When Art Is An Evil Temptress

A reader asked Rod Dreher for his thoughts on a “theology of engagement with rock and rock culture,” prompting these ruminations on the ethics of art:

[W]hen I listen to the Rolling Stones sing in “Sister Morphine” about the desperate haze of drug addiction, I don’t take it as a recommendation to inject morphine, or to introduce myself to “sweet cousin cocaine,” but rather as a darkly potent representation of the power of drug addiction to consume a life — something that Keith Richards knew about. Similarly with the Velvet Underground’s “Heroin.” Neither are moralizing songs; they just describe the experience, and draw a kind of beauty from the bleakness. …

The danger here is that you might also come to sympathize with the sentiment, seduced by aesthetics, and thereby be corrupted. There is no way around this risk, not with real art. It is also possible that genuine art that embodies and communicates the Good could “corrupt” a soul, and lead them toward goodness and light. That’s what the art of the Chartres cathedral did for me. So, when I consider what my “theology” of engaging with rock music might be, or ought to be, I consider that to encounter true art always involves the possibility of conversion, one way or another.

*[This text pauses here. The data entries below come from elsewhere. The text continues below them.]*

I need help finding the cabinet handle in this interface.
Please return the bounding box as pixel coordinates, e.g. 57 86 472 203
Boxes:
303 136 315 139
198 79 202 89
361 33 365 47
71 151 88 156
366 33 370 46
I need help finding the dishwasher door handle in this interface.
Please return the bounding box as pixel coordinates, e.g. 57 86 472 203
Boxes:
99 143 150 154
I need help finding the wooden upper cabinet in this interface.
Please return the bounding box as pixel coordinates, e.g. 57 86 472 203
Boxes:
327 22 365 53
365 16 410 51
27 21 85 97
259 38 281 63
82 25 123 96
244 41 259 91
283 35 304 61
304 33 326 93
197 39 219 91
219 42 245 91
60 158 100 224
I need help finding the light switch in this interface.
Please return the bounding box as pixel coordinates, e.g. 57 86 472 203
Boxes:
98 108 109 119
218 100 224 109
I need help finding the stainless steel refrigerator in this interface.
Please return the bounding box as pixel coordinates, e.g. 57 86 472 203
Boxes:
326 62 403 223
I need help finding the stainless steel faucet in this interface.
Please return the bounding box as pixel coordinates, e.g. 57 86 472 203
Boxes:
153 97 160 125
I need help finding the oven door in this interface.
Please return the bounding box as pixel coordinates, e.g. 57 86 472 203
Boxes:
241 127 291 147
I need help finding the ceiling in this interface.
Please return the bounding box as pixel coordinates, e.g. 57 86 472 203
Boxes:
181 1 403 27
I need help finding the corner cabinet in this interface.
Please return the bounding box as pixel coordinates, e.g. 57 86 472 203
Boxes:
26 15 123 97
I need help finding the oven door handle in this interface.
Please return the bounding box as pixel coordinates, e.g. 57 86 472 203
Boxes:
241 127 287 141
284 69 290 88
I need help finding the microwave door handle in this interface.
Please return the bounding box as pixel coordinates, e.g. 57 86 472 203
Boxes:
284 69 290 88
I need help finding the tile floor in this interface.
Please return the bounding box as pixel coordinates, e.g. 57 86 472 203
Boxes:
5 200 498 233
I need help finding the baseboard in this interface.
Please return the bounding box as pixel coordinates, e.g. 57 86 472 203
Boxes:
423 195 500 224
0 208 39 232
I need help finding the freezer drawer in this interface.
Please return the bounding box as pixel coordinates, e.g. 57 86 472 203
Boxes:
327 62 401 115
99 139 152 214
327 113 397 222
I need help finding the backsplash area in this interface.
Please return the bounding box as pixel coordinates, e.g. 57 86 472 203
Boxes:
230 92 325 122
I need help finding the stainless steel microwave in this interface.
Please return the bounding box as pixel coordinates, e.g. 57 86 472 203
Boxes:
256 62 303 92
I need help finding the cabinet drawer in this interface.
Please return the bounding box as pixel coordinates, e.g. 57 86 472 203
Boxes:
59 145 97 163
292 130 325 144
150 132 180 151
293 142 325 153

Millman responds by riffing on a 2010 interview Jay-Z did with the Wall Street Journal:

WSJ: What would you change about hip-hop if you could?

Jay-Z: We have to find our way back to true emotion. This is going to sound so sappy, but love is the only thing that stands the test of time. “The Miseducation of Lauryn Hill ” was all about love. Andre 3000, “The Love Below.” Even NWA, at its core, that was about love for a neighborhood.

We’re chasing a lot of sounds now, but I’m not hearing anyone’s real voice. The emotion of where you are in your life.

“The emotion of where you are in your life” – that isn’t always love, and may not always stand the test of time, but it’s something we, as a species, are not very good at living in. If great art enables us to do that, connecting us more deeply to ourselves by connecting us to somebody else who has connected deeply to him- or herself, then I’m for it. And if we can’t make moral sense of that experience, well, sometimes it’s hard to make moral sense of life. But we can’t escape that problem by not living.